I'm seeing netlink drops when upstream internet churn is say more than 200 updates/sec or so, not huge, but quite freqent and can continue for minutes/hours.
Yes, this is quite a known situation. We can't do much about it in single-threaded BIRD – the ENOBUFS error signals that the kernel has no more room to store route updates. (See more thorough explanation down there.)
Some items I've investigated so far:
Increasing net.core.rmem_max and net.core.wmem_max sysctls doesn't seem to help much, strace of bird doesn't indicate any EAGAIN or blocking when writing to the netlink sockets.
Here somebody suggests increasing net.core.rmem_default before starting BIRD. https://bird.network.cz/pipermail/bird-users/2017-September/011541.html
strace shows some room for optimization in the prot kernel (these would obviously be code changes). For example, when a route changes next-hop/interface, 2 netlink messages are sent, delete followed by add, instead of a single change/replace (this would complicate bird, but reduce netlink message in half for updates).

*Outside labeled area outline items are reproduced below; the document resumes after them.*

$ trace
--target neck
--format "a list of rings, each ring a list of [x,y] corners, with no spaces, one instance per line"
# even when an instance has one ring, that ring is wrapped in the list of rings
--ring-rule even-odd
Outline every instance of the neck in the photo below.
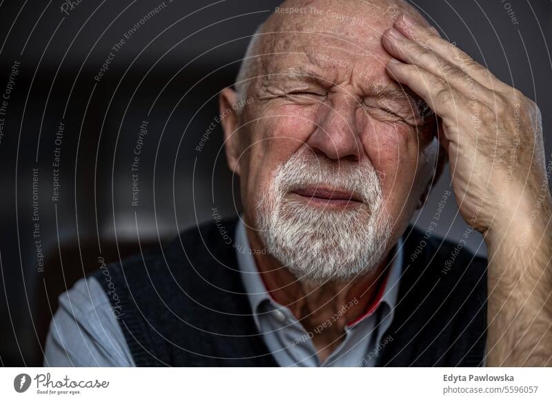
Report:
[[[246,231],[251,249],[262,249],[263,245],[257,232],[249,228]],[[362,276],[348,281],[330,281],[319,285],[297,280],[270,254],[253,254],[267,291],[276,302],[289,308],[306,329],[332,320],[339,331],[343,331],[347,322],[364,314],[373,301],[386,273],[389,255],[388,251]]]

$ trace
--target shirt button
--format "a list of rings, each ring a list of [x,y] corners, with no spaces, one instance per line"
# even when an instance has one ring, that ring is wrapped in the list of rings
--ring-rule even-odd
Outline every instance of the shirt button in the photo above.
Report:
[[[286,318],[286,315],[284,314],[279,309],[275,309],[272,312],[273,316],[275,318],[278,322],[280,323],[286,323],[287,321],[287,318]]]

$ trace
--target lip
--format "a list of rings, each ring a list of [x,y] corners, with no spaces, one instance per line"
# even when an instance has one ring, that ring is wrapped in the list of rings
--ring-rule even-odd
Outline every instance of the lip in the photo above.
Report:
[[[319,185],[296,188],[290,194],[301,200],[326,207],[353,206],[362,203],[360,196],[355,192]]]

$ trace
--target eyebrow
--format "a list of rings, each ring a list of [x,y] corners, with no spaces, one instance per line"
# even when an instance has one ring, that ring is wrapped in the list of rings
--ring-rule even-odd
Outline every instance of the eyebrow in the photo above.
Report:
[[[301,65],[294,66],[294,67],[288,67],[286,72],[283,73],[283,75],[288,78],[294,78],[294,79],[308,79],[310,81],[313,81],[316,83],[319,83],[321,85],[329,85],[332,84],[333,83],[327,79],[324,79],[317,74],[313,72],[312,70],[305,68]]]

This would be feasible in a world of one single kernel with no bugs, yet there have been quite a few bugs needed to be worked-around and we have no useful detection mechanism to check whether this exact kernel version suffers from that bug. (There are still people running new BIRD on old kernels.)
There is plenty of cpu cycles available, bird is <%1, etc...
Any pointers on tuning or config changes that may help here are appreciated.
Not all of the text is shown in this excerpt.